歴代の画家を観ていると、人生のターニングポイントに差し掛かったときに自画像が描かれていることに気がつきます。
画家によって生きる環境や画風はまちまちですが、自画像を描く前後を比較すると異なっている場合がよくあります。
私も画風や何を描けば良いのか?という「私らしさ」に迷う中で、「八百万の神仏画」というテーマにいきつきました。そこでも画風に迷いはありますが、以前のような暗中模索ではなく、はっきりと目指す方向が見える中での迷いです。
平成から令和この先、私がさらに飛躍するためにも、これまでの迷いや悩みを精算する意味で自画像を描くことにしました。
野人であることは自然体で生きること
切り絵のタイトルは「野人の夢~我が魂の世界~」です。
「野人」とは私自身のことです。幼い頃から自然の中で育ち、それからこれまで自然から受けるインスピレーションに刺激を受けて創作活動をしてきています。ときには創作脳を休めるために野宿や焚き火など山林の中で過ごさないと、心身ともにまいってしまいます。
私は自然とともにあり、生かされている野人であると思っています。
我が魂の世界
私自身を構成する要素である夢や祈り、願望、性格などポジティブな面もネガティブな面もそれぞれを神仏や霊獣で表現しました。
平成最後の私自身の魂の姿を具現化したのです。
様々な要素を描き出していますが、実は最初は楽しかったのですが下絵が進むにつれて、客観的に観たときに「これは自分ではない。嘘で満ちている」と思ってしまった。

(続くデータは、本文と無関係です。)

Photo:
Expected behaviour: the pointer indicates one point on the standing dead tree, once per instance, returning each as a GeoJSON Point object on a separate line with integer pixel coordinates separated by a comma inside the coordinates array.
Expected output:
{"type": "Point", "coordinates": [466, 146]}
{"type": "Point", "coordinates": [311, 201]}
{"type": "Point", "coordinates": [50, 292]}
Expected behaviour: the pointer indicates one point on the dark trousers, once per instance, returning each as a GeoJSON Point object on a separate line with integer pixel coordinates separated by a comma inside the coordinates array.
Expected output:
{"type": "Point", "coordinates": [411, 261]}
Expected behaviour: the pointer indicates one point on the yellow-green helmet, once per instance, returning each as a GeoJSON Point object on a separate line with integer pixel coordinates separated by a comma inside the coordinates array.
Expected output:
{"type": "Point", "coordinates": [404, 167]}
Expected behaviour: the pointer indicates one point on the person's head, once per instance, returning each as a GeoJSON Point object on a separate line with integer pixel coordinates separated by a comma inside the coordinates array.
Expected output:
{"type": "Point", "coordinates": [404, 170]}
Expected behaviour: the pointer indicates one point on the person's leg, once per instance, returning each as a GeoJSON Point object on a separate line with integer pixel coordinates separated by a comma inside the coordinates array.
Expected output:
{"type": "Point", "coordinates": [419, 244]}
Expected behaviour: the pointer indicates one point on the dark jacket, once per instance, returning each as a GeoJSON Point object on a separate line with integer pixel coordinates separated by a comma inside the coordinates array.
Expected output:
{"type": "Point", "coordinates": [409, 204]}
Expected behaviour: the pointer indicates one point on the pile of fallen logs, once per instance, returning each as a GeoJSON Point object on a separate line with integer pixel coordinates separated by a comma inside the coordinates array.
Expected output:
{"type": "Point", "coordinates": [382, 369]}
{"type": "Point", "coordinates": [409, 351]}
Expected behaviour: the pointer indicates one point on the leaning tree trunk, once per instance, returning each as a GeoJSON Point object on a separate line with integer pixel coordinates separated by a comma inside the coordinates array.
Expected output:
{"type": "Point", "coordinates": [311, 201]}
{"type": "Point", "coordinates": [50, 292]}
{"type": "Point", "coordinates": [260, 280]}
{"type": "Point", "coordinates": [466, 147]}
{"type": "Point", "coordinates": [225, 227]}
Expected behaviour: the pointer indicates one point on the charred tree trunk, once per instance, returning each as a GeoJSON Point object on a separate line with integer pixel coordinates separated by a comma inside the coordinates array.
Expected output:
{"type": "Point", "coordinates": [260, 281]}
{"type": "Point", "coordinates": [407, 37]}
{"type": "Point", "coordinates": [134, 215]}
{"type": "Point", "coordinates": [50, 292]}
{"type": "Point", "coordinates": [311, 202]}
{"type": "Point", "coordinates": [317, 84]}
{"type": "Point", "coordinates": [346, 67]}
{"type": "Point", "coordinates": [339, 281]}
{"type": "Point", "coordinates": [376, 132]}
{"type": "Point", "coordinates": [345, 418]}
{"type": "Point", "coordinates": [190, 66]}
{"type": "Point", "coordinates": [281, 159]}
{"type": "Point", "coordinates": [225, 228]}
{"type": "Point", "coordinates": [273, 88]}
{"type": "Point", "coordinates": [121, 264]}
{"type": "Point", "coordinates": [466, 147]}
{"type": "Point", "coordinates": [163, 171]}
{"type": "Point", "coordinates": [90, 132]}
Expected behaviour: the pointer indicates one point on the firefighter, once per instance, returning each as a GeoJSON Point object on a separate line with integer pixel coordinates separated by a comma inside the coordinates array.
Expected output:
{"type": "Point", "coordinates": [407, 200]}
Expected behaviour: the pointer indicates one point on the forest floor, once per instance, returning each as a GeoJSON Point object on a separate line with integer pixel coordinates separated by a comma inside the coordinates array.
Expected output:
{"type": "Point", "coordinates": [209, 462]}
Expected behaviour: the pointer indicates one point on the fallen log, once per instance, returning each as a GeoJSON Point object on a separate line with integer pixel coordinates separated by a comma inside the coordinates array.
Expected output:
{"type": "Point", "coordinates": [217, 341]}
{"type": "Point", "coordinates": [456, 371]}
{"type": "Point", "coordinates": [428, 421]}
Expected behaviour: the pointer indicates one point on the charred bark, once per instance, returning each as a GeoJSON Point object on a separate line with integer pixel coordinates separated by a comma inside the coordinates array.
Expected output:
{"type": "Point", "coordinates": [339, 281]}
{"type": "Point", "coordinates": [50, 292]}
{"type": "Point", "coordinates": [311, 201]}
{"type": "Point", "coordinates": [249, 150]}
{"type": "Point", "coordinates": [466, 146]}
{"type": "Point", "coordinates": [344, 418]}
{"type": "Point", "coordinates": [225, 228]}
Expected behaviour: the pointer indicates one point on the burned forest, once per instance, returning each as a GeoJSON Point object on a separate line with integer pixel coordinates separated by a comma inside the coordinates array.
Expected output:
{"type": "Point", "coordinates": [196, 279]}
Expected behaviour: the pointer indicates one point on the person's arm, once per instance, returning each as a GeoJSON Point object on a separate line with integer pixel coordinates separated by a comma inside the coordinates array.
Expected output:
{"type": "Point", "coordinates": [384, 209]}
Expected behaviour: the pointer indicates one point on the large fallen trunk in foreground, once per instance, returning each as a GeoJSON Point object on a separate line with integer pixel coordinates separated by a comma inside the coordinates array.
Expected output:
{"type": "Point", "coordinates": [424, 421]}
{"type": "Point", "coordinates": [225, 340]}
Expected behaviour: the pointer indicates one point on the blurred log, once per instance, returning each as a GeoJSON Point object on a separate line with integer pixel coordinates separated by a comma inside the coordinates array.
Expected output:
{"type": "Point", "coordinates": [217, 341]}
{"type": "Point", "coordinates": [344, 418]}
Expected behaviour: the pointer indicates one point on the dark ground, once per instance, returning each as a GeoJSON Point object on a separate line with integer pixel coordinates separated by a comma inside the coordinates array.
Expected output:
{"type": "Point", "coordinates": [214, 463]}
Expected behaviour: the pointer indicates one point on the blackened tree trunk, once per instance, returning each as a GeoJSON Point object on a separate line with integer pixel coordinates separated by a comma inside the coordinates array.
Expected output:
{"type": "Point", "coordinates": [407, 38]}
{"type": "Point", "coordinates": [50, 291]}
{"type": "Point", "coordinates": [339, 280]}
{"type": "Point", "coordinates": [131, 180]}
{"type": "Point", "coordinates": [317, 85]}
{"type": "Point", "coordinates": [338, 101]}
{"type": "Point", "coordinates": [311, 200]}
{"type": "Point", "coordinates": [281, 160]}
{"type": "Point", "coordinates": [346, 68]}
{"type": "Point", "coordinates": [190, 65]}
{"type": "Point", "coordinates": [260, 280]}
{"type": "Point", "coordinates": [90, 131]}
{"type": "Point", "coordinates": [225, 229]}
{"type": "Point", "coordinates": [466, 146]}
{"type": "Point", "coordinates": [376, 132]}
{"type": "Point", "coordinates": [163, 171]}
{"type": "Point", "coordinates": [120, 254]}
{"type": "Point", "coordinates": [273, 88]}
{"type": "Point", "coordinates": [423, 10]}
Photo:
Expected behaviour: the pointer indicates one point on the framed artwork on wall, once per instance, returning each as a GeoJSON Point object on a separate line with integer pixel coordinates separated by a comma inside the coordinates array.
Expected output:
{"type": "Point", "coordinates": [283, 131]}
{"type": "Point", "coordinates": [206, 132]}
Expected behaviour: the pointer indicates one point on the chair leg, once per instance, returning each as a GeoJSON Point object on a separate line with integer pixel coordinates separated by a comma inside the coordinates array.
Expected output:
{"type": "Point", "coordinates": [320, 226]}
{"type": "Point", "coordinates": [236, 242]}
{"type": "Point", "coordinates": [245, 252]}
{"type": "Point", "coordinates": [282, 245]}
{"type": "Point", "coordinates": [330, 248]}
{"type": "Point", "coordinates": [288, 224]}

なんだか無意識のうちにきれいに描こう、格好良く描こうとしていたようです。
そこから深く内観して、下絵をさらに描いているうちに納得ができる絵になっていきました。
これが我が魂の世界である!と自信を持って言えるまでに。
ナイフを絵筆のような感覚で描く
今回の切り絵作品は制作する上で、今までとは違った方法にチャレンジしました。
一つは下絵を表面に貼ることです。
従来切り絵の下絵は反転させて本紙の裏面に貼り付けて、切り進めていきますが、今回はある切り絵師の方からのアドバイスで「表面からナイフを入れるほうが線がやわらかくなる」と聞き、それをやってみました。
結果はやっぱりナイフで切った神の断面が押さえつけられる分、紙のエッジが柔らかくなり、とても良い感じです。これからはこの方法で切り絵を作っていきます。
もう一つは、下絵の完成度を6割にとどめたことです。
これまで私が切り絵の下絵を描くときは、100%隅々まできっちりと線を描きました。そしてあとは線に沿って切るだけの状態にしていたのですが、これだと完成したときに下絵を完成させたときほどの感動はありません。どうしても「線をなぞっているだけ」という意識は否めず、線がいまいち元気が無いのです。
そこで下絵を描く中で、「この部分は頭で想像しながら切ろう」と思ったら、線は描かずに白場として残しました。
やってみた感想ですが、とても気持ちよく切ることができたことと、絵筆を使って描いているような感覚で切ることがとても楽しかったのです。
切り絵制作を終えたとき
この作品は私の持つ技術と想像力を全て出しつくした作品です。
これまで作ったことのない大きさで、制作は場所を作ることからはじめ、カッティングマットをつけたテーブルを振り回しながらの制作でした。
とても満足感のいく作品を終えて、これから新たなステージへと自信を持って進むことができます。